Still, there is something obvious missing here: no matter which of these technologies you consider, not one of them is actually going to turn off unused capacity. In other words, while everyone is working to build a better light bulb or to design your lighting so you need fewer bulbs, no one is turning off the lights when no-one is in the room.

That's where SLAuto comes in. I contend that there are huge tracks of computing in any large enterprise where compute capacity runs idle for extended periods. Desktop systems are certainly one of the biggest offenders, as are grid computing environments that are not pushed to maximum capacity at all times. However, possibly the biggest offender in any organization that does in-house development, extensive packaged system customization or business system integration is the dev/test environment.

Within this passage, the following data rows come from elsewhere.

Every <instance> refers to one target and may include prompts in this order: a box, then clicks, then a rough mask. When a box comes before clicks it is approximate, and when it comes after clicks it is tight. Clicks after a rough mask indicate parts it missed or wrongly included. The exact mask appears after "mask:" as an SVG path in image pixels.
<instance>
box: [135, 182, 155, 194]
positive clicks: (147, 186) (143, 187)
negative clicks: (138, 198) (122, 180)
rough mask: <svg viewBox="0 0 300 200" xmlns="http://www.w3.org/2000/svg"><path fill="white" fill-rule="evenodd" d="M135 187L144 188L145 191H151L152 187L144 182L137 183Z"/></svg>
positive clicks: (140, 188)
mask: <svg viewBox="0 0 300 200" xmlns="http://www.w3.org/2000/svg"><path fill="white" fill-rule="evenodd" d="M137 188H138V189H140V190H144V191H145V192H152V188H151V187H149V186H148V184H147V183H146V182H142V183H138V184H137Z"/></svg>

Imagine such a lab where capacity that will be unused each evening/weekend, or for all but two weeks of a typical development cycle, or at all times except when testing a patch to a three year old rev of product, was shut down until needed. Turned off. Non-operational. Idle, but not idling.

Of course, most lab administrators probably feel extremely uncomfortable with this proposition. How are you going to do this without affecting developer/QA productivity? How do you know its OK to turn off a system? Why would my engineers even consider allowing their systems to be managed this way?

SLAuto addresses these concerns by simply applying intelligence to power management. A policy-based approach means a server can be scheduled for shutdown each evening (say, at 7PM), but be evaluated before shutdown against a set of policies that determine whether it is actually OK to complete the shut down.

Some example policies might be:

Are certain processes running that indicate a development/build/test task is still underway?
Is a specific user account logged in to the system right now?
Has disk activity been extremely low for the last four hours?
Did the owner of the server or one of his/her designated colleagues "opt-out" of the scheduled shutdown for that evening?

Once these policies are evaluated, we can see if the server meets the criteria to be shut down as requested. If not, keep it running. Such a system needs to also provide interfaces for both the data center administrators and the individual server owners/users to control the power state of their systems at all times, set policies and monitor power activities for managed servers.

I'll talk more about this in the coming week, but I welcome your input. Would you shut down servers in your lab? Your grid environment? Your production environment? What are your concerns with this approach? What policies come to mind that would be simple and/or difficult to implement?